Most Major League seasons last around 183 days, meaning that if the Reds want to keep Winker from getting an extra year of arbitration, they will need to keep him in the minors until roughly mid-June. That way, he will reach only 2.119 days of service time after his second full season in the Majors.

The Reds will save millions of dollars by waiting, and because they will not contend this season, it’s the wise thing to do.

But as a fan, waiting is hard. Winker may be the best hitting prospect the Reds have had since the Bruce/Votto tandem in the mid-2000s. The guys in front of him have largely struggled, and in spite of Winker’s limited plate appearances at the AAA level, he is probably better than both Schebler and Duvall right now with room to grow.

My patience is further tested because the Reds lack hitters who patiently wait for pitches they can handle. Laying off bad pitches isn’t just about taking walks, it’s about reducing the likelihood of making outs when you do swing. Winker’s control of the strike zone enables him to avoid getting himself out. Pitchers are forced to challenge him, and Winker has shown he can do damage when challenged. I can’t wait to see Votto and Winker in the same lineup.

If the Reds can wait another month and a half, they will enjoy the fruits of Winker’s labor and save millions to spend elsewhere.

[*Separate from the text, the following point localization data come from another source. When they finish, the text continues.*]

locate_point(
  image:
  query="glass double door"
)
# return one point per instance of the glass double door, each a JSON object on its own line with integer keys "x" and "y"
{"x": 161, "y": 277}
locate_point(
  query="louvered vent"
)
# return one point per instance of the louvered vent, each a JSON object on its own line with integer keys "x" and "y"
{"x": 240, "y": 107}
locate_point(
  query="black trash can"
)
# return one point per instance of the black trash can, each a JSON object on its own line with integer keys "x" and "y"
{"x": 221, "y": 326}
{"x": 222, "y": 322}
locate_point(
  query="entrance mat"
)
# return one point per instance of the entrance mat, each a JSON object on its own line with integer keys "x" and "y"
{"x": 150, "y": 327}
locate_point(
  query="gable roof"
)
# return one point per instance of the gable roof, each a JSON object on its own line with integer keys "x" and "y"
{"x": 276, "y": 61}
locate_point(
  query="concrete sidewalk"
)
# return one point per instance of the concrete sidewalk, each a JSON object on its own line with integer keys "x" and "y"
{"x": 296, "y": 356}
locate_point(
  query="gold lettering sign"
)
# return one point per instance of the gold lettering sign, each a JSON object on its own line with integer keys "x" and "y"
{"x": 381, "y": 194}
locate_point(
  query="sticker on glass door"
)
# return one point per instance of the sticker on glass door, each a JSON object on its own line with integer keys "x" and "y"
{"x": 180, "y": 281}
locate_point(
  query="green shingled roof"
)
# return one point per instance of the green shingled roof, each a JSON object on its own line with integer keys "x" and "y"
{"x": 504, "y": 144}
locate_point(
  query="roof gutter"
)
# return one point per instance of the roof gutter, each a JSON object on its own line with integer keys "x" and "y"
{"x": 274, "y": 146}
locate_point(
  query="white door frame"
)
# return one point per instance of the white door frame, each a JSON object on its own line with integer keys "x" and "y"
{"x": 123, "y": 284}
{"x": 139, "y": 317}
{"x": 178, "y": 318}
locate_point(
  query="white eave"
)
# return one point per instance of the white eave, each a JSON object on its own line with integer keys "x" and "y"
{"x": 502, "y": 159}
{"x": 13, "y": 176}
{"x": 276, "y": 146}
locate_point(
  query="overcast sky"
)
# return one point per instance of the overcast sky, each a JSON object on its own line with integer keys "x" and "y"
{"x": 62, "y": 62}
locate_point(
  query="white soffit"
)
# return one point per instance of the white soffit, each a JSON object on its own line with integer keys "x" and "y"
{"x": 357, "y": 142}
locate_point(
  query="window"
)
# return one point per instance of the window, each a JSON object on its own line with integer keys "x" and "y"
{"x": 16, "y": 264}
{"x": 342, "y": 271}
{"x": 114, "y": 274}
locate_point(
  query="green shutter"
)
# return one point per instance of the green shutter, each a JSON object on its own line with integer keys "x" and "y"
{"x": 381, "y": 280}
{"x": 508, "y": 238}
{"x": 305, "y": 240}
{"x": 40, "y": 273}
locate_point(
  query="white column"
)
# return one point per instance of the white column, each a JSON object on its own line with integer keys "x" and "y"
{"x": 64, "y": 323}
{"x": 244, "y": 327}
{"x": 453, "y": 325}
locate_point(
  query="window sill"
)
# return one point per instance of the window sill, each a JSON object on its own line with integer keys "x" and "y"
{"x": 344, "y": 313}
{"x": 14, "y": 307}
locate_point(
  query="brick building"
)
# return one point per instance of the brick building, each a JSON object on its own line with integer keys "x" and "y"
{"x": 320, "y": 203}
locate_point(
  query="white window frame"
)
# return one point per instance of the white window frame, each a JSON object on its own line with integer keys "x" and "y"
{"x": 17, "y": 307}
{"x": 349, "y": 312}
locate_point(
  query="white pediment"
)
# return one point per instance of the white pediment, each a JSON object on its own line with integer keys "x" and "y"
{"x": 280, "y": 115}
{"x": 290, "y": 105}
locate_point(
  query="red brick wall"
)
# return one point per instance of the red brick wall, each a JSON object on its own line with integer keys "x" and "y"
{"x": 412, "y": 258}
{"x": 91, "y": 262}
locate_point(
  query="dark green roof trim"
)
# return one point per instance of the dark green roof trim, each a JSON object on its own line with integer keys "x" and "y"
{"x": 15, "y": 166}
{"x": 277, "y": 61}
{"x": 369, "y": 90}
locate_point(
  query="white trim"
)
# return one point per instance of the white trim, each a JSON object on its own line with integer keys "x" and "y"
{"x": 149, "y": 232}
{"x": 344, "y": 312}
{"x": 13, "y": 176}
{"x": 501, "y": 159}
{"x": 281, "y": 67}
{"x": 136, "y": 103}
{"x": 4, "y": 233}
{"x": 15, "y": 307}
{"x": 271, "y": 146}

“The strongest of all warriors are these two – Time and Patience” – Leo Tolstoy

Unfortunately, the Reds and their fans need patience throughout the rebuilding process. It goes against our very nature, and yet, we need it to get where we want to go. Winker appears ready and even though he would likely improve the Reds offense, he should stay in AAA for a little while longer.

Winker, Peraza, Stephenson, and Reed may all end up with the big league club by year’s end, giving us a preview of the next winning Reds team. That’s exciting. Less so is the time from now until then when we must slog through games with a roster that could be better. While we hate it now, we’ll be glad the Reds waited in a couple years.